MANCHESTER, ENGLAND, October 26, 2012 /24-7PressRelease/
-- The number of towns recording a rise in home sales has more than doubled over the past year, according to research by Lloyds TSB
. Almost two-thirds - 324 out of 500 (or 65%) - of the towns tracked in England and Wales were property sales 'hotspots' (i.e. towns that recorded a rise in home sales in the past year) in the first half of 2012. This was 115% higher than the 151 (or 30%) towns that recorded a rise in the first half of 2011.
North-south divide in location of property hotspots
60% of the towns that saw a rise in home sales in 2012 are in southern England1. This is in contrast to 2011 when towns in the north accounted for a larger share of the country's property sales hotspots (58%).
Felixstowe records the biggest rise in home sales
The Suffolk seaside town of Felixstowe recorded the biggest increase in home sales in the first six months of 2012 with a 60% rise, followed by Brighouse in West Yorkshire (53%). In contrast, the two locations with the largest declines in home sales in the first half of 2012 are in Lancashire. Salford saw the biggest fall (-28%), followed by Leigh in Wigan (-27%). Overall, there were 282,086 home sales in England and Wales in the first half of 2012; 2.2% higher than in the same period in 2011 (275,953).
Areas with the biggest increase in home sales driven by better affordability...
House prices in the 10 towns that saw the biggest increases in property sales in the first half of 2012 stand at an average of 5.8 times local gross annual earnings. This is nearly a fifth (18%) lower than the average multiple of 7.1 among the 10 towns that recorded the largest falls in property sales over the same period.
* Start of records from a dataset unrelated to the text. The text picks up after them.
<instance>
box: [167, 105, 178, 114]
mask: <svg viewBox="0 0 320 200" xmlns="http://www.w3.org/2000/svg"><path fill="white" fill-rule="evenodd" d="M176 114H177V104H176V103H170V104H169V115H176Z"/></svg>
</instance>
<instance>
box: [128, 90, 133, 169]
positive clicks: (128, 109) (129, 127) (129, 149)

There were notable exceptions to this trend with homes in Felixstowe (5.1) - the town with the largest rise in sales - less affordable than properties in Salford (4.2) - the area with the biggest drop in home sales over the past year.
House prices in the 10 areas that saw the biggest increases in home sales in the first half of 2012 have fallen by an average of 7% over the past four years. This was bigger than the decline in the towns that saw the largest falls in home sales over the same period (-5%). As a consequence, the average house price
in the 10 top performing areas (GBP186,940) is 8% (GBP15,334) lower than in the 10 worst performing locations (GBP202,274).
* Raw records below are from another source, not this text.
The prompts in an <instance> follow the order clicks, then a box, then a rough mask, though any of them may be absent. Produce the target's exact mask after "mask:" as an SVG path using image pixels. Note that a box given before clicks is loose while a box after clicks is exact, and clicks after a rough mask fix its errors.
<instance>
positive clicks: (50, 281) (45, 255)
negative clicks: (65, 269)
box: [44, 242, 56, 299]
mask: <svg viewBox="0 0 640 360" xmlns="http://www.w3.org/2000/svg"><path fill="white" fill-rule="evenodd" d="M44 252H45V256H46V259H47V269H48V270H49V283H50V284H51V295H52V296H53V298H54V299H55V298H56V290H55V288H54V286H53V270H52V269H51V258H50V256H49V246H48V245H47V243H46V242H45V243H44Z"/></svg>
Suren Thiru, Lloyds TSB Housing Economist, said:
"It is encouraging that the number of towns across England and Wales seeing a rise in home sales has increased significantly over the past year. This highlights the very mixed state of the housing market at a local level compared with the rather subdued picture at a national level. Many of the top performing towns are in areas where improved levels of affordability over recent years have helped support demand for those able to enter the housing market."
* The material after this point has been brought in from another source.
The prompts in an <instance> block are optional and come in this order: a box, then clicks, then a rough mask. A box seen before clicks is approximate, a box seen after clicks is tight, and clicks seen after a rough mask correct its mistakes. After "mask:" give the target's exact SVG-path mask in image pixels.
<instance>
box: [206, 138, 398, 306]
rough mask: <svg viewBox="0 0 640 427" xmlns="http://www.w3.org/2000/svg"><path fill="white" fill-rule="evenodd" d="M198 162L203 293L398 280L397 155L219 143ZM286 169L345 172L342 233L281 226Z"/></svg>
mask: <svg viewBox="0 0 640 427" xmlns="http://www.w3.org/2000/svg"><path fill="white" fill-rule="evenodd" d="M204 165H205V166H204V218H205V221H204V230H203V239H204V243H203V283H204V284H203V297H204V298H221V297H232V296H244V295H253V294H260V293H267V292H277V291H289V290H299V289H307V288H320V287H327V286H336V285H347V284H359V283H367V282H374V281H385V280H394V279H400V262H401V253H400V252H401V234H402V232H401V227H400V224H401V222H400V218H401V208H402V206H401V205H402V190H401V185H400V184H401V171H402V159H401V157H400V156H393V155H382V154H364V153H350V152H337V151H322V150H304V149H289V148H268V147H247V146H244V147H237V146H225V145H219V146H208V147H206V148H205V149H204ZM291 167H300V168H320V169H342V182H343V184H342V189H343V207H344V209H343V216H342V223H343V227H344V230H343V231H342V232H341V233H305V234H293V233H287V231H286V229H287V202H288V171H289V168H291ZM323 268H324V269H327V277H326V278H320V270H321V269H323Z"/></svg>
Home sales hotspots highest in Yorkshire and Humberside
In contrast to general outperformance of the south1 compared with the north, Yorkshire & the Humber had the highest proportion of property sales hotspots with over three quarters (79%) of all towns surveyed in the region recording an increase in sales. The south west had the second highest proportion (77%), followed by the south east (71%). The north of England had the lowest proportion of sales hotspots in 2012 with just over a quarter (28%) of towns seeing a rise in home sales.
1The north consists of the North East, North West, Yorkshire & the Humber, East Midlands, West Midlands and Wales. The south consists of Greater London, South East, South West and East of England.
1. House Prices:
The house price and sales data in this report is sourced from the HM Land Registry. House price data is from the Land Registry and refers to crude average prices. These prices are not standardised and therefore can be affected by changes in the sample from period to period. The data in the research covers the 6 months to June in each year.
2. Average Earnings:
Average earnings figures are from the ONS's "Annual Survey of Hours and Earnings" (ASHE) and refer to the means for full-time employees in the relevant local authority of each town. Figures for 2012 have been estimated using the ONS average pay data.